In order to view how the HTML code displays, click "RUN" in the center of the web page as shown below.
Examine the differences in how HTML and XML are displayed. Ask:

a. What do you notice? Answers will vary but students might notice that HTML is displayed as a table while XML displays the data in a list-like format. XML also has each data value tied to the variable name while HTML has one variable name for the three data values it represents.

b. How does the Output XML compare to the Output HTML? Possible answers might be that XML shows the data organized but not in any type of visualization/table while HTML is displayed as a table.
One of the benefits of XML is that removing a data point effectively removes it from the data file but does not necessarily change the integrity of the data - the variable names are still tied to the data values. Demonstrate this by removing a data point from the Input XML and then click "XML Viewer" again to see the updated Output XML.

Note: In the image below, the <state>Alaska</state> data point has been removed.
Examine the updated Output XML. Ask:

a. What changed when we removed a data point? Answer: The first section of mountain data now has 9 data values instead of 10.

b. Can we still analyze this data accurately? Answer: Yes, each data value is still tied to the variable name that represents it.
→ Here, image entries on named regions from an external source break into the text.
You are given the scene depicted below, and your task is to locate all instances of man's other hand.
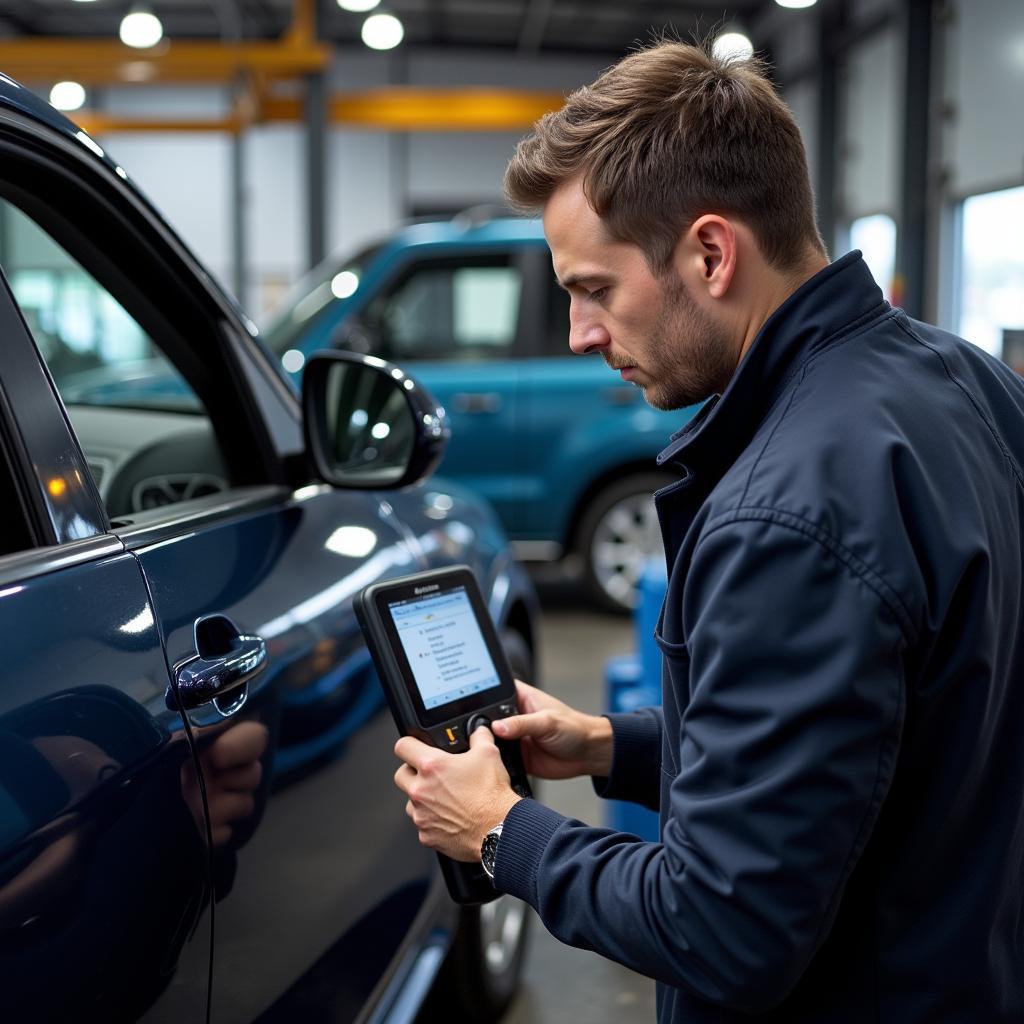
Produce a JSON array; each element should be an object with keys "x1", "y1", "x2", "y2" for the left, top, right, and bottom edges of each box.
[
  {"x1": 493, "y1": 680, "x2": 611, "y2": 778},
  {"x1": 394, "y1": 726, "x2": 520, "y2": 861}
]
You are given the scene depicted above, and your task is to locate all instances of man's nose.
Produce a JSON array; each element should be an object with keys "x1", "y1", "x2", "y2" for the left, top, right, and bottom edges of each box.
[{"x1": 569, "y1": 307, "x2": 611, "y2": 355}]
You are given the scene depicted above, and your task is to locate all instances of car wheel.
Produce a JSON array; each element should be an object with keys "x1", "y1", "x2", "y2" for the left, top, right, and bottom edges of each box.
[
  {"x1": 577, "y1": 473, "x2": 672, "y2": 612},
  {"x1": 419, "y1": 630, "x2": 536, "y2": 1024}
]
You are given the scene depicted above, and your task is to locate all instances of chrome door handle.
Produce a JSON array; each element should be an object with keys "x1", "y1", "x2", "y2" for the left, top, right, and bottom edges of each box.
[
  {"x1": 168, "y1": 615, "x2": 267, "y2": 714},
  {"x1": 452, "y1": 391, "x2": 502, "y2": 414}
]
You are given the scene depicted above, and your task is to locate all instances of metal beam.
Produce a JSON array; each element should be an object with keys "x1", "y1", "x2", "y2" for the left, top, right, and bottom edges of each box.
[{"x1": 894, "y1": 0, "x2": 934, "y2": 317}]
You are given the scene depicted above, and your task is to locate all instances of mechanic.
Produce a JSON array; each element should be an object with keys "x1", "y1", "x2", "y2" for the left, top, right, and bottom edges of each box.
[{"x1": 395, "y1": 43, "x2": 1024, "y2": 1024}]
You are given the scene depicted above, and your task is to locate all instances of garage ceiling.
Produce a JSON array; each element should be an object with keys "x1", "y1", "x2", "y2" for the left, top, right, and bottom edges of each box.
[{"x1": 0, "y1": 0, "x2": 774, "y2": 54}]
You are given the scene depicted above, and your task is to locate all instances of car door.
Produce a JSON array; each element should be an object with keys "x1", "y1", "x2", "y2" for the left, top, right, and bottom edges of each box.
[
  {"x1": 360, "y1": 246, "x2": 524, "y2": 536},
  {"x1": 0, "y1": 108, "x2": 436, "y2": 1022},
  {"x1": 0, "y1": 249, "x2": 212, "y2": 1022}
]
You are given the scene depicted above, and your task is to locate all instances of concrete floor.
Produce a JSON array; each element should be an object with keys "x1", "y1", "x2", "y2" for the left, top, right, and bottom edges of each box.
[{"x1": 503, "y1": 579, "x2": 654, "y2": 1024}]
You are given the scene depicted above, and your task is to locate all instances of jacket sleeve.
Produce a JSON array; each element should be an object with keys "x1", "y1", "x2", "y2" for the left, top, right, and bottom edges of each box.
[
  {"x1": 594, "y1": 708, "x2": 665, "y2": 811},
  {"x1": 496, "y1": 515, "x2": 907, "y2": 1012}
]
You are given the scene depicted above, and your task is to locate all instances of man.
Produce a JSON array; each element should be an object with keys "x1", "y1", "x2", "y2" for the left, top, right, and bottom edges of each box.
[{"x1": 395, "y1": 43, "x2": 1024, "y2": 1024}]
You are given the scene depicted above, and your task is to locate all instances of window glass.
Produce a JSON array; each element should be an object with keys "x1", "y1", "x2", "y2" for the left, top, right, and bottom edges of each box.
[
  {"x1": 0, "y1": 200, "x2": 200, "y2": 411},
  {"x1": 850, "y1": 213, "x2": 896, "y2": 302},
  {"x1": 367, "y1": 264, "x2": 521, "y2": 362},
  {"x1": 957, "y1": 186, "x2": 1024, "y2": 366},
  {"x1": 0, "y1": 199, "x2": 229, "y2": 519}
]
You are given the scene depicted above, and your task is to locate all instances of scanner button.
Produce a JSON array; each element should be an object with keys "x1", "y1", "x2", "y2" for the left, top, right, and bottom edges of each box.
[
  {"x1": 436, "y1": 725, "x2": 462, "y2": 746},
  {"x1": 466, "y1": 715, "x2": 490, "y2": 736}
]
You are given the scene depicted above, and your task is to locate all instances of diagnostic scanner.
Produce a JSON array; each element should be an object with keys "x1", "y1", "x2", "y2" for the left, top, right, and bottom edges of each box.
[{"x1": 354, "y1": 565, "x2": 530, "y2": 904}]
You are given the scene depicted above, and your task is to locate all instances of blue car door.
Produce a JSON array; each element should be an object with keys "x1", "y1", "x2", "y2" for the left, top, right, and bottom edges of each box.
[
  {"x1": 352, "y1": 246, "x2": 524, "y2": 536},
  {"x1": 0, "y1": 108, "x2": 437, "y2": 1022},
  {"x1": 0, "y1": 251, "x2": 211, "y2": 1022}
]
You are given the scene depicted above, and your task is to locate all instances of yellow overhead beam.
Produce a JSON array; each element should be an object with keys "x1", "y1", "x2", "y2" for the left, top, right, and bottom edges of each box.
[
  {"x1": 0, "y1": 39, "x2": 331, "y2": 85},
  {"x1": 73, "y1": 87, "x2": 564, "y2": 135}
]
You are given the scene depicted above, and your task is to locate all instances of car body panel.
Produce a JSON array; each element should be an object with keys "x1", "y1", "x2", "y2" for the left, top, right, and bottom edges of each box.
[
  {"x1": 0, "y1": 79, "x2": 537, "y2": 1022},
  {"x1": 260, "y1": 217, "x2": 695, "y2": 550}
]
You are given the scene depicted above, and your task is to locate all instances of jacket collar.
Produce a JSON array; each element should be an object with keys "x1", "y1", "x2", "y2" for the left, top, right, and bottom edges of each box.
[{"x1": 657, "y1": 249, "x2": 889, "y2": 471}]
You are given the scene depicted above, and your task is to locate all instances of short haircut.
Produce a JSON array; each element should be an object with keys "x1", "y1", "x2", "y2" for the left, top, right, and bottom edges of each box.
[{"x1": 505, "y1": 42, "x2": 825, "y2": 272}]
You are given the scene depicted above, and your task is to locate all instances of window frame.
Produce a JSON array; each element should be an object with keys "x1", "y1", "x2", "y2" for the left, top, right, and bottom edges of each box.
[{"x1": 0, "y1": 110, "x2": 296, "y2": 546}]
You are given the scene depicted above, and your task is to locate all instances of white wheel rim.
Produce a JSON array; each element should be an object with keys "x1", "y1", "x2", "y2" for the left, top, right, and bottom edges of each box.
[
  {"x1": 590, "y1": 494, "x2": 662, "y2": 608},
  {"x1": 480, "y1": 896, "x2": 526, "y2": 974}
]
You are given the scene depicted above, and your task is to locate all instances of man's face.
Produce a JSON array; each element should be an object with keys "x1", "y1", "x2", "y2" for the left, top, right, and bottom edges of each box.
[{"x1": 544, "y1": 180, "x2": 735, "y2": 409}]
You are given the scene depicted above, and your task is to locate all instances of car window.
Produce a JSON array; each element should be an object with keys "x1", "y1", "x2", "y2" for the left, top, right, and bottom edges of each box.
[
  {"x1": 366, "y1": 258, "x2": 522, "y2": 362},
  {"x1": 0, "y1": 198, "x2": 229, "y2": 520},
  {"x1": 544, "y1": 273, "x2": 572, "y2": 356},
  {"x1": 0, "y1": 199, "x2": 200, "y2": 412}
]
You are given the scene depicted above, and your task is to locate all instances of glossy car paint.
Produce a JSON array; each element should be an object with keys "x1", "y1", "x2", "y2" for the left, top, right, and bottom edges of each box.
[
  {"x1": 267, "y1": 217, "x2": 694, "y2": 548},
  {"x1": 0, "y1": 75, "x2": 536, "y2": 1021}
]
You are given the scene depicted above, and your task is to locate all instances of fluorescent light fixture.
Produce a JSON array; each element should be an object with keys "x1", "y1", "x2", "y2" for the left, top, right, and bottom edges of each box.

c. What do you think will happen when we remove a data point from our HTML code? Answers will vary.
Demonstrate removing a data point from the Input HTML and then click "RUN" again to see the updated Output HTML.

Note In the image below, the <TD align="center">Alaska</TD> data point has been removed.
Examine the updated Output HTML. Ask:

a. What changed when we removed a data point? Answer: The table has a blank value at "rank" and it appears that all the data values in that row have shifted over – HTML skipped the missing data value and filled in the rest of the table with the data values given.
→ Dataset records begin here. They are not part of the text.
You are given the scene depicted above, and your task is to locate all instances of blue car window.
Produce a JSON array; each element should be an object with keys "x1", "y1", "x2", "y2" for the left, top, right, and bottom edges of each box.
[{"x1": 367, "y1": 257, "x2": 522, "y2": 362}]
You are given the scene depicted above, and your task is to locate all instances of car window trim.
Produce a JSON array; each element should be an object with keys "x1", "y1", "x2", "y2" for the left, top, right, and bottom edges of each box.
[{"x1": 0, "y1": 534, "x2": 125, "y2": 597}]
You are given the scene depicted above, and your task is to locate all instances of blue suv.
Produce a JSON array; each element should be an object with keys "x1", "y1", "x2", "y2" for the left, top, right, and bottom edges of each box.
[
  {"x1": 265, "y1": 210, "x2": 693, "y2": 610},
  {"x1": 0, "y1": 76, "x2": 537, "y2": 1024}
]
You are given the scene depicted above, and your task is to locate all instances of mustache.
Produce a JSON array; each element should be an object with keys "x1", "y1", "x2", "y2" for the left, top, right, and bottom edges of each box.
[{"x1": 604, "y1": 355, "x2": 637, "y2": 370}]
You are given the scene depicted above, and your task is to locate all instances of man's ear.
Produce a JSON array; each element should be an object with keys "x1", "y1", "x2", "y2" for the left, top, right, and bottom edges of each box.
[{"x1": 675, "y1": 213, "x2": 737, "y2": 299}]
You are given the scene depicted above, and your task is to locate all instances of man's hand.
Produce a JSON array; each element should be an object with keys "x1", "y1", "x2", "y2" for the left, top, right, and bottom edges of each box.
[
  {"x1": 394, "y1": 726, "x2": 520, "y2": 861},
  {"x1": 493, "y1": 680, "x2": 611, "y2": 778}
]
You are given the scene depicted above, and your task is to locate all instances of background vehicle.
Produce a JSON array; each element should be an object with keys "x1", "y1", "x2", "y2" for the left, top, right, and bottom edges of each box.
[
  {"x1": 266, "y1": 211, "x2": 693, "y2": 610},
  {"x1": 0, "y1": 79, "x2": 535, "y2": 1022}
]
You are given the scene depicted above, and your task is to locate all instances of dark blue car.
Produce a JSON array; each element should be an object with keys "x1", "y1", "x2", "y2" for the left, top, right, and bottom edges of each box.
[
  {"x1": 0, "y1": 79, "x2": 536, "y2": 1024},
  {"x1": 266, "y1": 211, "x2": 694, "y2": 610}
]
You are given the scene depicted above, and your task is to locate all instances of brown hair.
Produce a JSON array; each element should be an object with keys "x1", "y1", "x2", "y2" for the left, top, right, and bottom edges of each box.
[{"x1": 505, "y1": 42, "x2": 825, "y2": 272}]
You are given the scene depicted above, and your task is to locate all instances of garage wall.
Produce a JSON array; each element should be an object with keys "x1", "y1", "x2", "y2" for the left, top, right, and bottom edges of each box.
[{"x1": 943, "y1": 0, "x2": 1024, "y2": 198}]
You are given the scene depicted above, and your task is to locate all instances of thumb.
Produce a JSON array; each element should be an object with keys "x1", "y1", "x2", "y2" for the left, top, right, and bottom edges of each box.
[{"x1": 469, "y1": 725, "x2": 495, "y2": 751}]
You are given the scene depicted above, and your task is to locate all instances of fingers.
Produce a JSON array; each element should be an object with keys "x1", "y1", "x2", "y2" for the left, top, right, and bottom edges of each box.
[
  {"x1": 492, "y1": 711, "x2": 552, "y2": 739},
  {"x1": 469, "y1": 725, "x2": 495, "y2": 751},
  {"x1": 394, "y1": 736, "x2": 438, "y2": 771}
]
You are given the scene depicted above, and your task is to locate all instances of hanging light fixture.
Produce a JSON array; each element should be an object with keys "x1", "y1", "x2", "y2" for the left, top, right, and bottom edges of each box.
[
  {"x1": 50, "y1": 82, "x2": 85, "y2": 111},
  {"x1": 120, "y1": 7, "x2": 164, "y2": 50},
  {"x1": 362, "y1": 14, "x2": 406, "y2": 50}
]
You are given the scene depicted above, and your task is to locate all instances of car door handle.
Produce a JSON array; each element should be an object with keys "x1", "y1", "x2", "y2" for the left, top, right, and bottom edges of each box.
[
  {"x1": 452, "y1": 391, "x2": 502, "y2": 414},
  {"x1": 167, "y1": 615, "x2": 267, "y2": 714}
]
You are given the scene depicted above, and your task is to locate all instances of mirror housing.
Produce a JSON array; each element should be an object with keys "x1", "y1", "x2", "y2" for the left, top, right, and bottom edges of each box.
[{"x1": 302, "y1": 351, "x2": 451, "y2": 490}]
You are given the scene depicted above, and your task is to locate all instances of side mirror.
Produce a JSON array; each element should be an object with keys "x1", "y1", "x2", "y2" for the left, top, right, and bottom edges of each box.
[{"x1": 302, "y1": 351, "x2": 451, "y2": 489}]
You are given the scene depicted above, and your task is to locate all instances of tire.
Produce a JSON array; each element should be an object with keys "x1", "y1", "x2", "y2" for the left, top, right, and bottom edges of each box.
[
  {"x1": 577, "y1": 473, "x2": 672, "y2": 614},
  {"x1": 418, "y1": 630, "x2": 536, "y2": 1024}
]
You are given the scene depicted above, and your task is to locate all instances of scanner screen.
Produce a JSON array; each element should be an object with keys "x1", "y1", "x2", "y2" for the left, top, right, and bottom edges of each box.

b. Can we still analyze this data accurately? Answer: No, starting with the "state" value that is missing, all of the values in the row shifted to the left ending up in the wrong columns.
Summarieze: XML formats make it easier to store data on the web in a pleasing manner and make it easier for programmers to find and alter data if the values change or if, for example, they wish to add a new row to a table. Depending on how the web page presents the XML (table, list, etc.), the consequences of changing the data vary on how the program is designed to display it.

Class Scribes:

One team of students will give a brief talk to discuss what they think the 3 most important topics of the day were.

Homework

For the next 3 days, students will collect data using the class’s newly created Participatory Sensing campaign (see Lessons 17-19).

For homework, students should reflect on the purpose of XML and HTML as it pertains to data.